2025 POUR ENFIN RELANCER L’ÉCONOMIE ?

15.01.2025

Communiqué de presse

Le début d’année constitue le moment idéal pour réaliser un bilan de l’année écoulée et préparer la nouvelle année qui s’ouvre. 2024 coïncide également avec la première année de l’action du Gouvernement, notamment quant à la mise en œuvre de son accord de coalition. Focus sur les développements marquants et les attentes en matière de politiques d’emploi et de droit du travail, de fiscalité et de sécurité sociale.

Un contexte macroéconomique difficile…  

Après une année 2023 marquée par une récession (diminution du PIB de 1,1%), la croissance économique attendue pour l’année écoulée devrait être anémique : +0,5%. Le constat est clair : depuis deux ans, aucune création de richesse nouvelle n’a eu lieu au Luxembourg. Il est à souligner que le Statec prévoyait encore en octobre une croissance de 1,5% en 2024 : cette révision est de taille !

Il est facile de blâmer des facteurs externes comme les séquelles de la Covid-19, la guerre en Ukraine ou d’autres événements exogènes, mais il est tout aussi essentiel de s’interroger sur les choix et les actions « faits maison » – ou leur absence – qui ont été pris dans le passé. L’enjeu est de taille car depuis le début du siècle, le Luxembourg souffre d’une absence de gains de productivité, une tendance préoccupante qui mérite une attention prioritaire. Alors que les gains de productivité sont l’étalon de mesure de l’évolution possible du niveau de vie d’un pays.

A ceci s’ajoute que l’évolution de l’emploi salarié – le seul moteur de croissance de ces 20 dernières années – continue également de ralentir. La croissance de l’emploi en 2024 (0,9%) devrait d’ailleurs encore même être plus faible qu’en 2020 (2%), année « par excellence » de la Covid-19. Fait assez marquant, en 2024, pour la première fois depuis le début du siècle en tout cas pour les 3 premiers trimestres : tant le nombre de frontaliers belges qu’allemands a diminué[1]. Par ailleurs, aucune embellie à court terme n’est envisagée comme le montrent les perspectives d’emploi dans les différents secteurs et les retours des entreprises membres des organisations professionnelles : la main d’œuvre, si elle est demandée, n’est souvent pas disponible et son coût est très élevé, au regard aussi des perspectives de productivité et de rentabilité de leurs possibles employeurs. Ces niveaux de croissance de l’emploi ont déjà aujourd’hui des répercussions concrètes sur les (des)équilibres de la sécurité sociale ; qui ne vont que s’exacerber si la tendance ne s’inverse pas et si notre modèle socio-économique ne peut pas réduire sa dépendance à l’évolution de l’emploi.

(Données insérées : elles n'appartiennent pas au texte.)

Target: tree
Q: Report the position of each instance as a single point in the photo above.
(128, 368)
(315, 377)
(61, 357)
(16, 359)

Fort heureusement, les recettes budgétaires du pays ont été moins impactées ; elles semblent d’ailleurs déconnectées de la réalité économique. La situation des finances publiques en 2024 s’explique notamment par des éléments non-récurrents, et en particulier les soldes des impôts sur le revenu des entreprises (plus de 1,5 mia EUR de soldes d’impôts – donc relatifs aux années antérieures – ont été encaissés sur les 10 premiers mois de l’année 2024[2]) et les marges d’intérêts des institutions financières résultant de la situation du taux d’intérêt moyen très élevé en 2024. Ainsi, malgré une réalité économique difficile en 2024, ces éléments exceptionnels vont peut-être permettre à l’État de finir l’année 2024 dans une situation financière relativement bonne. À terme cependant, la logique reprendra et les recettes budgétaires nécessairement portées par la santé intrinsèque des entreprises et dans leur capacité à créer des marges et de l’emploi. Bien que cela ne soit pas le cas pour 2025, la pérennité de certaines catégories de recettes comme les accises sur les carburants ou sur le tabac sera questionnée à moyen terme.

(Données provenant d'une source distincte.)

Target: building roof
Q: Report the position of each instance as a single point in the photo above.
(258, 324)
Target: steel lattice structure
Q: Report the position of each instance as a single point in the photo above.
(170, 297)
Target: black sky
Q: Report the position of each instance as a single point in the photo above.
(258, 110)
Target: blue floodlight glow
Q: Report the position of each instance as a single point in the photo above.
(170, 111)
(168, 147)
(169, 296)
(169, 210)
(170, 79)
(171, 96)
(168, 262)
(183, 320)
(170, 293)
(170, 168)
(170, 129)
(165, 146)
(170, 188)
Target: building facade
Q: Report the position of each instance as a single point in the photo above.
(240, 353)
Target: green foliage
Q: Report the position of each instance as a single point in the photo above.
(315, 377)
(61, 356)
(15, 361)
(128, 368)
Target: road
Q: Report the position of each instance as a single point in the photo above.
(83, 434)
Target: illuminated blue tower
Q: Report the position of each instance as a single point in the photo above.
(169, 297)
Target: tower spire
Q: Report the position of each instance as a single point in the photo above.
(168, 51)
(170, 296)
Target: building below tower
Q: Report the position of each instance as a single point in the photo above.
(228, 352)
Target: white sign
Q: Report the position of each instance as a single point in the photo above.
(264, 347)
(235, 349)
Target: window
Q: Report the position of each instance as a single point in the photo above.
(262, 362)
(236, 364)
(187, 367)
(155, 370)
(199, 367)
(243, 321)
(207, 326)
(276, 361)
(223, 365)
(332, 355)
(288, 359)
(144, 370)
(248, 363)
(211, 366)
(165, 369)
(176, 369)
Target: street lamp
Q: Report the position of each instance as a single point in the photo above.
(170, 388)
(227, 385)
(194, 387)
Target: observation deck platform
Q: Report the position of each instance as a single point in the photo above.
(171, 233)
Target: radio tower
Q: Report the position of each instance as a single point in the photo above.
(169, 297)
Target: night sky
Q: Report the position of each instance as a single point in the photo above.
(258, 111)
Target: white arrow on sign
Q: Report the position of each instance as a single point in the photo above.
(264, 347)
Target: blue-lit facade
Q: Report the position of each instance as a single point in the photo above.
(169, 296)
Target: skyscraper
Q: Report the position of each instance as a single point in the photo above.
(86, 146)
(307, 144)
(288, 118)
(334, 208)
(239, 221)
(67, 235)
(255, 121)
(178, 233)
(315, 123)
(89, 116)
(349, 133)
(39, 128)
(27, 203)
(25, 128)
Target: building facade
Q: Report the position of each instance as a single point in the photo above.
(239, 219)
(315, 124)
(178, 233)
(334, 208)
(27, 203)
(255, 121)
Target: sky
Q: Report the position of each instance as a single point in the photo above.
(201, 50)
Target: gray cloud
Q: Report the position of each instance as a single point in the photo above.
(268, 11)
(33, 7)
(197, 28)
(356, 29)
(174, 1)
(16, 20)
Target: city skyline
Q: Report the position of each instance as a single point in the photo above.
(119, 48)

…et des entreprises durement frappées

L’UEL n’a eu de cesse de répéter que la santé financière des entreprises, leur productivité, leur compétitivité et leur rentabilité constituaient le fondement d’un pays prospère et d’un modèle social généreux. C’est uniquement l’écart de performance de nos entreprises qui peut justifier un « écart de générosité » de nos régimes sociaux. Or, leur situation est difficile.

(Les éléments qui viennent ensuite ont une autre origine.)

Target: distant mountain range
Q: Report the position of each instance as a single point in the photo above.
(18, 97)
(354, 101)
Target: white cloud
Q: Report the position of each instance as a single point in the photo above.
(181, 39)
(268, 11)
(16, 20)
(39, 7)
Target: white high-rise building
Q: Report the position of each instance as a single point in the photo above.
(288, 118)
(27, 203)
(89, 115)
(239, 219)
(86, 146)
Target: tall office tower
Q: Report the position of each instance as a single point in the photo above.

En termes de compétitivité, le Luxembourg, avec une 23e place, n’a jamais été aussi mal classé dans le prestigieux classement IMD. Le dernier rapport du Conseil National de la Productivité montre que la productivité par personne employé a diminué de 5% depuis 2010 alors qu’elle a augmenté dans les autres pays de l’OCDE. D’après le dernier « système d’indicateurs national » publié par l’Observatoire de la Compétitivité la rentabilité des sociétés non-financières luxembourgeoises figure en dernière position, loin derrière la moyenne européenne. Dans ce contexte, le Statec dans sa « Note de conjoncture » publiée en juin 2024 avait démontré que la hausse rapide des taux d’intérêt avait nettement renchéri les coûts de financement des entreprises. Les entreprises luxembourgeoises ont ainsi payé 1,9 Mia d’euros de charges d’intérêts supplémentaires entre 2021 et 2023 (+62%). Ces intérêts payés par les entreprises représentaient plus d’un tiers de leur excédent brut d’exploitation en 2023 (+15 points de % par rapport à 2021), ce qui est bien plus élevé que les autres pays de l’Union européenne.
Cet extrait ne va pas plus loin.